Cosa c’entra tutto questo con Palermo Shooting, l’ultimo film del geniale regista? Tutto, perché in quest’opera Wenders si confronta faccia a faccia (tra un incubo e l’altro dell’aitante protagonista) nientemeno che con Signora nostra Morte corporale (come il buon San Francesco usava chiamarla), cui uno spiritoso direttore di casting affida il volto irridente di Dennis Hopper.
Ma facciamo ordine: la prima parte del film è davvero interessante, avvincente e girata magnificamente. Lo spettatore è gettato a corpo morto in mondi ignoti, le location esistenzial-professionali di un famoso fotografo di moda, Finn/Campino, che non si ferma mai: scatta con ferocia, guida la spider, litiga con la ex-moglie per chi si tiene la casa, inanella buche innumerevoli alle donne che ovunque lo aspettano con bottiglie pronte da stappare, comanda a bacchetta i suoi malcapitati collaboratori, vive e lavora in meravigliosi luoghi/loft/grattacieli avveniristici e semi-spaziali. Ma c’è un “ma”: il fotografo sta male, ha incubi e visioni, si sente soffocare, soffre d’insonnia e, quando si addormenta, sogna un arciere che lo insegue per ucciderlo, finché il sogno diventa così realistico che in varie occasioni il nostro fascinoso protagonista rischia di rimanerci secco.
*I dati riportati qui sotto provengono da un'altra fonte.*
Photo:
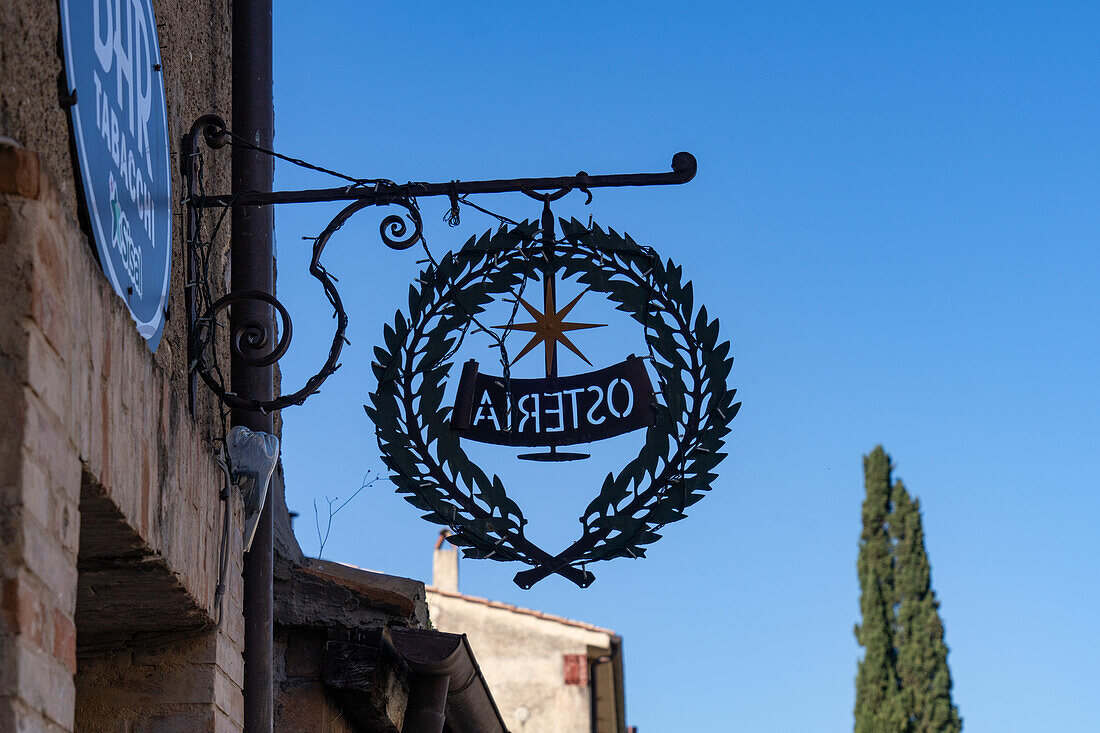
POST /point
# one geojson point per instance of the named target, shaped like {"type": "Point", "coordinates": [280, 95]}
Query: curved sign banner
{"type": "Point", "coordinates": [120, 130]}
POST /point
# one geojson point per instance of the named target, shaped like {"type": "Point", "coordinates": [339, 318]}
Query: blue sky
{"type": "Point", "coordinates": [894, 219]}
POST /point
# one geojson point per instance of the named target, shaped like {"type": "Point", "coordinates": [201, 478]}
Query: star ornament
{"type": "Point", "coordinates": [549, 329]}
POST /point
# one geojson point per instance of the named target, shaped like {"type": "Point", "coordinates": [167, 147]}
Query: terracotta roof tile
{"type": "Point", "coordinates": [521, 611]}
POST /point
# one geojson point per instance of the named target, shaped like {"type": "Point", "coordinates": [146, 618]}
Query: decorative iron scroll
{"type": "Point", "coordinates": [691, 412]}
{"type": "Point", "coordinates": [251, 340]}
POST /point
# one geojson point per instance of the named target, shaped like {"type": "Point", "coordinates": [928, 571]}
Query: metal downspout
{"type": "Point", "coordinates": [253, 118]}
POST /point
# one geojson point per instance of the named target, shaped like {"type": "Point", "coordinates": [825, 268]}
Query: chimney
{"type": "Point", "coordinates": [444, 565]}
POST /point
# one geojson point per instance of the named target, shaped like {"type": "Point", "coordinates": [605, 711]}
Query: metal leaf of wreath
{"type": "Point", "coordinates": [675, 466]}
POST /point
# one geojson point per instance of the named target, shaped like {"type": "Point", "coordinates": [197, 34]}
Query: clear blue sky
{"type": "Point", "coordinates": [895, 220]}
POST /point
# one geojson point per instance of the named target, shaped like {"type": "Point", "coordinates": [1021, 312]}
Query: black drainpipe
{"type": "Point", "coordinates": [253, 118]}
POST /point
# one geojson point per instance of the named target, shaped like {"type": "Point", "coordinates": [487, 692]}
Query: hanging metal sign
{"type": "Point", "coordinates": [120, 130]}
{"type": "Point", "coordinates": [685, 418]}
{"type": "Point", "coordinates": [553, 412]}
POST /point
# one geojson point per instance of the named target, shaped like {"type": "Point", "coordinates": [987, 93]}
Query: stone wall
{"type": "Point", "coordinates": [110, 517]}
{"type": "Point", "coordinates": [196, 56]}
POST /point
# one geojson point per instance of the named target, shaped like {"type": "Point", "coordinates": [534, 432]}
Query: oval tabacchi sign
{"type": "Point", "coordinates": [120, 131]}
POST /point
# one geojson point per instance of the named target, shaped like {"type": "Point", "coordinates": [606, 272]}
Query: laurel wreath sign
{"type": "Point", "coordinates": [677, 463]}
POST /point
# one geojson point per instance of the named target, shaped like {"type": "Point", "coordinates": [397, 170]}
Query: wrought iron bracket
{"type": "Point", "coordinates": [253, 342]}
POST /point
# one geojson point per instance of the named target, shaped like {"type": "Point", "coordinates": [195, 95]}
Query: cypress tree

Finché un giorno, sulla scia di un incidente quasi mortale che lo fa fermare a riflettere e di una grossa nave diretta a Palermo, Finn decide di andare a fotografare quella città, come fosse un luogo delle origini, e vi rimane a lungo – un po’ per caso un po’ per desiderio – prendendosi una pausa dalla sua vita “in orbita”. Vi rimane, assaporando le luci e il calore del Mediterraneo, per cercare di ottenere risposte alle sue misteriose ed autodistruttive visioni, ed un bel giorno incontra Flavia/Giovanna Mezzogiorno, una restauratrice che parla perfettamente inglese e pure lui, tedesco di Dusseldorf (città natale di Wenders), a un certo punto già parla italiano e i due si cominciano a frequentare come per fatal destino. Ma niente sesso, siamo tedeschi, e neppure relazioni sentimentali chiare e tonde, solo sostegno reciproco, ricerca delle radici, ferite comuni.
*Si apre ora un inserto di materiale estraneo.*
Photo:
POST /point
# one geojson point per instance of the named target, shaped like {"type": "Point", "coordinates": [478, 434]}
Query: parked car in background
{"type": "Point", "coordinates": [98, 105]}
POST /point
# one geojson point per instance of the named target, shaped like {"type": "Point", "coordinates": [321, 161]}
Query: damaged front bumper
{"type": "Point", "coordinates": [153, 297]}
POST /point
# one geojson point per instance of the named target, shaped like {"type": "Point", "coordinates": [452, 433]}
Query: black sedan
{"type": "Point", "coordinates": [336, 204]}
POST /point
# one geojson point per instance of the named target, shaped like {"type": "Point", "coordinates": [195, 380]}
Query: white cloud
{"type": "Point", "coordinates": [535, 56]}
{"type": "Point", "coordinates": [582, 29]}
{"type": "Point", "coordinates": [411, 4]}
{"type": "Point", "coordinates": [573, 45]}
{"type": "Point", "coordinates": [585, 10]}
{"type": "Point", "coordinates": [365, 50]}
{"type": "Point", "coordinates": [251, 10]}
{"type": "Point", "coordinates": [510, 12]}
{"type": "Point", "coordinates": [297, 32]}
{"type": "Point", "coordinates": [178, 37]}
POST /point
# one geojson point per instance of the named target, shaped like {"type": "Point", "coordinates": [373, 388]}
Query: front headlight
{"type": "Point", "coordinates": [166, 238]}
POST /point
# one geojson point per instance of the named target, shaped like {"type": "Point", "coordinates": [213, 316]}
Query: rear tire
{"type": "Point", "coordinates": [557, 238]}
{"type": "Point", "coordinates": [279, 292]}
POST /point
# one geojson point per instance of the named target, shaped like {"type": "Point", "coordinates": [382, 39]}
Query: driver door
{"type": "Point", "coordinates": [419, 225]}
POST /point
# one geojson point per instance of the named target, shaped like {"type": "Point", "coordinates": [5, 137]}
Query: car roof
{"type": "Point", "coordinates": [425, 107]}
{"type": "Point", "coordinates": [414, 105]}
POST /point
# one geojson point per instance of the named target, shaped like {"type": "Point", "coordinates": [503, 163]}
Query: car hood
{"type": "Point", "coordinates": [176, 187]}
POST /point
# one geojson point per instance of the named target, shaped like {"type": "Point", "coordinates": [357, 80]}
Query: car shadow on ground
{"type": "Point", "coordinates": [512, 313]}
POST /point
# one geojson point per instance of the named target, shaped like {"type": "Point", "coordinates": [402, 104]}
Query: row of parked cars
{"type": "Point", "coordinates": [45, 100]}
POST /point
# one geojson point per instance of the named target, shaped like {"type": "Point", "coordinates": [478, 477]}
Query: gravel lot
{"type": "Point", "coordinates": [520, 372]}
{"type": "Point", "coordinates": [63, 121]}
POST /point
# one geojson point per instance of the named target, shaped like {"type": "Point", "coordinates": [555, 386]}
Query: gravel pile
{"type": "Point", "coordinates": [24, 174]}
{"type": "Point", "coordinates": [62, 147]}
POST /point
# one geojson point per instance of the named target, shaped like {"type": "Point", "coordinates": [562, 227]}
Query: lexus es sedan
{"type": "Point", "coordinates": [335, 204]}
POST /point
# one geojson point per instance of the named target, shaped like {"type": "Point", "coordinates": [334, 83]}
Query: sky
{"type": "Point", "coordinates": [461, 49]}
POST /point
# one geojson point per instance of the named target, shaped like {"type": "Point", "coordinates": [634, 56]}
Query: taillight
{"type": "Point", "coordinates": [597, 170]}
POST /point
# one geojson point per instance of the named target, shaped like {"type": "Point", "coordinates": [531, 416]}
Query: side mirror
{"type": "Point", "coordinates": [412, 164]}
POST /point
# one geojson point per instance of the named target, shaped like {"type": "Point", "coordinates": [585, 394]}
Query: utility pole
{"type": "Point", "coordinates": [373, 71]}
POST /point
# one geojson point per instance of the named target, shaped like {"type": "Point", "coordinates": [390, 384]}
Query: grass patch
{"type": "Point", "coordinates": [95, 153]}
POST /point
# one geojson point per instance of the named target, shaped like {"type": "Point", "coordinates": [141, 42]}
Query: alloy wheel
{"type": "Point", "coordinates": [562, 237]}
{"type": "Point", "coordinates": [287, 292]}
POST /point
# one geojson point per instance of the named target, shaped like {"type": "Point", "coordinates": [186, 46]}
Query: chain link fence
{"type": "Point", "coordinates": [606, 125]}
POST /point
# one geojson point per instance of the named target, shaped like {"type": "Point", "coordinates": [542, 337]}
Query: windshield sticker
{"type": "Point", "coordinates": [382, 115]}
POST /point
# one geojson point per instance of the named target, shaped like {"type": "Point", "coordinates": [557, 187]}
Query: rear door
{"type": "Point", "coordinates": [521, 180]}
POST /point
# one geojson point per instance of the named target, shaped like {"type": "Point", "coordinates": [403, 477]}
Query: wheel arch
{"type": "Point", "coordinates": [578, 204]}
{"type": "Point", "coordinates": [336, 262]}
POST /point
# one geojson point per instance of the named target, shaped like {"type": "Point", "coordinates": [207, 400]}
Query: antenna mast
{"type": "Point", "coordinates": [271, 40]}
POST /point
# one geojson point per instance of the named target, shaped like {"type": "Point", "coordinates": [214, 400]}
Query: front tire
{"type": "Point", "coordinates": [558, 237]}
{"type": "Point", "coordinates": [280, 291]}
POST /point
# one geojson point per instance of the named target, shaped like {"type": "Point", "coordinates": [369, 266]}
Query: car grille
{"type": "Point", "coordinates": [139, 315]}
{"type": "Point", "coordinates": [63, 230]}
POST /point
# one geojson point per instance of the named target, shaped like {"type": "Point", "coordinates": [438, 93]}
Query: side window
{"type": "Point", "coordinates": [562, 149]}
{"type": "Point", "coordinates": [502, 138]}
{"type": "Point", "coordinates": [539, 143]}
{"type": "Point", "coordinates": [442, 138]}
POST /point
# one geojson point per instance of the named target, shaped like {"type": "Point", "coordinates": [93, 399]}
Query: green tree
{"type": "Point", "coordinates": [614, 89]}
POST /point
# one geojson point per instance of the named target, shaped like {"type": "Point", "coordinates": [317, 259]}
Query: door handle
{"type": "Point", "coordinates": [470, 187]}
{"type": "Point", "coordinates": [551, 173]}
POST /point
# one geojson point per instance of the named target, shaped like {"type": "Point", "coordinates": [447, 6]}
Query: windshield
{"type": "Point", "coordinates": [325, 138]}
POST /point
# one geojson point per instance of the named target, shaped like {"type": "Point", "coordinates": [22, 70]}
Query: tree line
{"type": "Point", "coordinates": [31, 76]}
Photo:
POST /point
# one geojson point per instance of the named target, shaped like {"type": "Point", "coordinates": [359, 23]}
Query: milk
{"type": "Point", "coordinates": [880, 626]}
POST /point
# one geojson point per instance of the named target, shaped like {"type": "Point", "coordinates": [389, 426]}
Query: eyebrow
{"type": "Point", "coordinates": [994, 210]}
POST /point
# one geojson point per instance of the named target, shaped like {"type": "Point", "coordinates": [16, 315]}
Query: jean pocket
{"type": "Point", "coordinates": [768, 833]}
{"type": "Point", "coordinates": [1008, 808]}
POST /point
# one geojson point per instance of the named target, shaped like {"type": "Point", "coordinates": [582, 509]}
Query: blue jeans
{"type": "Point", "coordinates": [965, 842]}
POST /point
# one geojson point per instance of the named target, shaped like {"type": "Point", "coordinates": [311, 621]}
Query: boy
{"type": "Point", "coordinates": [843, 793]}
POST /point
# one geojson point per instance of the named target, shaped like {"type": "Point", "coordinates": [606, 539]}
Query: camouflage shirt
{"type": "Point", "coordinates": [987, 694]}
L’incontro con la morte, nella vita o nel sogno sarà lo spettatore a scoprirlo, aprirà al nostro protagonista la via alla libertà, al sonno ristoratore ed alla pacificazione con sé stesso. Nella seconda parte, il film si perde un po’: Wim Wenders vuole dire troppe cose, troppi significati, troppi contenuti, troppo di tutto. Una vaga sensazione di sentir recitare sermoni, seppure serviti su un piatto di classe, disturba lievemente gli affezionatissimi wendersiani, mentre è considerata intollerabile dai suoi denigratori.
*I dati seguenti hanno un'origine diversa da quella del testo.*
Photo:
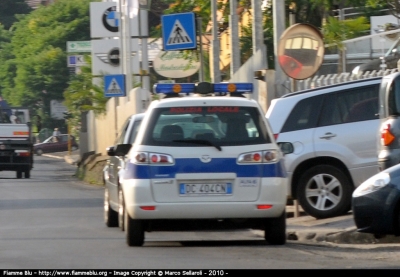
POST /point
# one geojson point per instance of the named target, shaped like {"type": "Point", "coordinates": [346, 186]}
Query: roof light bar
{"type": "Point", "coordinates": [174, 88]}
{"type": "Point", "coordinates": [204, 88]}
{"type": "Point", "coordinates": [233, 87]}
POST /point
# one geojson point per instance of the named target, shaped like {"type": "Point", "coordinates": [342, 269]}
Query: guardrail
{"type": "Point", "coordinates": [331, 79]}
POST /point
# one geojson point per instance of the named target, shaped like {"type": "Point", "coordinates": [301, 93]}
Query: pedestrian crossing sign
{"type": "Point", "coordinates": [114, 85]}
{"type": "Point", "coordinates": [179, 31]}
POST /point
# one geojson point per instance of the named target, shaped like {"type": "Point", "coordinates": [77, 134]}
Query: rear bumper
{"type": "Point", "coordinates": [388, 158]}
{"type": "Point", "coordinates": [138, 195]}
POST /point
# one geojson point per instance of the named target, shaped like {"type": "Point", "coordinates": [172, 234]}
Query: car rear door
{"type": "Point", "coordinates": [347, 130]}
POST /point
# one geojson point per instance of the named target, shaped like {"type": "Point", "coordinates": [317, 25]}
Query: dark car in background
{"type": "Point", "coordinates": [55, 144]}
{"type": "Point", "coordinates": [391, 57]}
{"type": "Point", "coordinates": [376, 204]}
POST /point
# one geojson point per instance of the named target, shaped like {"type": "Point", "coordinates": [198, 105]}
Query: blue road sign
{"type": "Point", "coordinates": [114, 85]}
{"type": "Point", "coordinates": [179, 31]}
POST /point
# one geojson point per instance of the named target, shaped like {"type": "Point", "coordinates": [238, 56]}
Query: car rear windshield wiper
{"type": "Point", "coordinates": [199, 141]}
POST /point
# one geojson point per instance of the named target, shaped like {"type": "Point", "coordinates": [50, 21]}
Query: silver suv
{"type": "Point", "coordinates": [333, 131]}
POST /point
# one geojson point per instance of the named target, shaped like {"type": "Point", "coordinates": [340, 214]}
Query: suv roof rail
{"type": "Point", "coordinates": [331, 86]}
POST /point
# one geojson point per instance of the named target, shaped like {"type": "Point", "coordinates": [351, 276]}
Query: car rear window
{"type": "Point", "coordinates": [197, 126]}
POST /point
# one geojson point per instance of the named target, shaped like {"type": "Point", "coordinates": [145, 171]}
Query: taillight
{"type": "Point", "coordinates": [264, 207]}
{"type": "Point", "coordinates": [152, 158]}
{"type": "Point", "coordinates": [267, 156]}
{"type": "Point", "coordinates": [386, 136]}
{"type": "Point", "coordinates": [22, 153]}
{"type": "Point", "coordinates": [156, 158]}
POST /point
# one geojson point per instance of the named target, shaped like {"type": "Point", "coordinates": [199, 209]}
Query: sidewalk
{"type": "Point", "coordinates": [339, 231]}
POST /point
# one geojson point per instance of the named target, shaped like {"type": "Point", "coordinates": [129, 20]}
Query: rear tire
{"type": "Point", "coordinates": [324, 191]}
{"type": "Point", "coordinates": [275, 230]}
{"type": "Point", "coordinates": [134, 230]}
{"type": "Point", "coordinates": [110, 216]}
{"type": "Point", "coordinates": [19, 174]}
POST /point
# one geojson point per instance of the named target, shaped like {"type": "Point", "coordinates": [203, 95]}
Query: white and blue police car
{"type": "Point", "coordinates": [204, 159]}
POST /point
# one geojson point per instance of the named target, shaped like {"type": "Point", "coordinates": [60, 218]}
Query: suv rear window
{"type": "Point", "coordinates": [190, 126]}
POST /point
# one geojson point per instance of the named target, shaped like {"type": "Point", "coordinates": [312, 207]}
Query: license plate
{"type": "Point", "coordinates": [205, 189]}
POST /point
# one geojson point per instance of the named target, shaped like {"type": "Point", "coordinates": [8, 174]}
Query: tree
{"type": "Point", "coordinates": [82, 96]}
{"type": "Point", "coordinates": [10, 9]}
{"type": "Point", "coordinates": [39, 47]}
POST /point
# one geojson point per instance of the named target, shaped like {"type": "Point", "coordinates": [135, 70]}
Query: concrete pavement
{"type": "Point", "coordinates": [338, 231]}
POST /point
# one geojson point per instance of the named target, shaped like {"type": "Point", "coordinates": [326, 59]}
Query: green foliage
{"type": "Point", "coordinates": [82, 95]}
{"type": "Point", "coordinates": [33, 68]}
{"type": "Point", "coordinates": [10, 9]}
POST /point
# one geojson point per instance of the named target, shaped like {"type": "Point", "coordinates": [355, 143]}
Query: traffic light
{"type": "Point", "coordinates": [67, 115]}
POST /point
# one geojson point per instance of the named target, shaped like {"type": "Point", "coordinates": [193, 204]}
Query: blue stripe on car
{"type": "Point", "coordinates": [217, 165]}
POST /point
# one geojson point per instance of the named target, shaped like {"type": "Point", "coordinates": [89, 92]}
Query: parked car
{"type": "Point", "coordinates": [203, 162]}
{"type": "Point", "coordinates": [389, 131]}
{"type": "Point", "coordinates": [55, 144]}
{"type": "Point", "coordinates": [376, 203]}
{"type": "Point", "coordinates": [113, 171]}
{"type": "Point", "coordinates": [333, 130]}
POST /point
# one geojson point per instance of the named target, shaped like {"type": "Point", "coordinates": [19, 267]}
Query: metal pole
{"type": "Point", "coordinates": [201, 71]}
{"type": "Point", "coordinates": [216, 73]}
{"type": "Point", "coordinates": [279, 27]}
{"type": "Point", "coordinates": [258, 35]}
{"type": "Point", "coordinates": [234, 38]}
{"type": "Point", "coordinates": [127, 70]}
{"type": "Point", "coordinates": [292, 21]}
{"type": "Point", "coordinates": [144, 34]}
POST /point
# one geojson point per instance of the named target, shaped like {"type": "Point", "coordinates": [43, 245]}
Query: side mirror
{"type": "Point", "coordinates": [110, 151]}
{"type": "Point", "coordinates": [286, 147]}
{"type": "Point", "coordinates": [122, 149]}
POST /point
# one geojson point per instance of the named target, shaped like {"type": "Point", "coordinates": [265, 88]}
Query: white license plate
{"type": "Point", "coordinates": [187, 189]}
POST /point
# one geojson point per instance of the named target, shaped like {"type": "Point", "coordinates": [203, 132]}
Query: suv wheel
{"type": "Point", "coordinates": [324, 191]}
{"type": "Point", "coordinates": [275, 230]}
{"type": "Point", "coordinates": [121, 209]}
{"type": "Point", "coordinates": [110, 216]}
{"type": "Point", "coordinates": [134, 230]}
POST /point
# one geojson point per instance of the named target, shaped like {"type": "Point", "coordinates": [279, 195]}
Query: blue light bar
{"type": "Point", "coordinates": [174, 88]}
{"type": "Point", "coordinates": [233, 87]}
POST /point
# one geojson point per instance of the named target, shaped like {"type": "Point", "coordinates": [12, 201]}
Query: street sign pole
{"type": "Point", "coordinates": [201, 70]}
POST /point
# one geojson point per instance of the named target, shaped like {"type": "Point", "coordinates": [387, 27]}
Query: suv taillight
{"type": "Point", "coordinates": [386, 136]}
{"type": "Point", "coordinates": [152, 158]}
{"type": "Point", "coordinates": [267, 156]}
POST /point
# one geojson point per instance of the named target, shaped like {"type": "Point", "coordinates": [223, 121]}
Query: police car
{"type": "Point", "coordinates": [204, 158]}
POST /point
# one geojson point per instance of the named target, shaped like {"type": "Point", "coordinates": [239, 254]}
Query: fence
{"type": "Point", "coordinates": [331, 79]}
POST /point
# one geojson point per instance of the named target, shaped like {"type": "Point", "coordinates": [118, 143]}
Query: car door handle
{"type": "Point", "coordinates": [327, 136]}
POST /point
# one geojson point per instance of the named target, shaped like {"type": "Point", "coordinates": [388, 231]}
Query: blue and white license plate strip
{"type": "Point", "coordinates": [187, 189]}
La rock-star Campino, del gruppo punk Toten-Hosen, è bravissimo nella sua interpretazione sofferta e visionaria; Giovanna Mezzogiorno, sempre uguale a sé stessa, non fa impazzire ma è “tanto” nostrana. Straordinaria come sempre la colonna sonora, con un’apparizione-cammeo del mitico Lou Reed. Il film è in ogni caso da vedere, perché Wenders è sempre e comunque un maestro, come dimostrano, qui come altrove, l’originalità della sceneggiatura, la cura delle luci e l’uso delle tecnologie.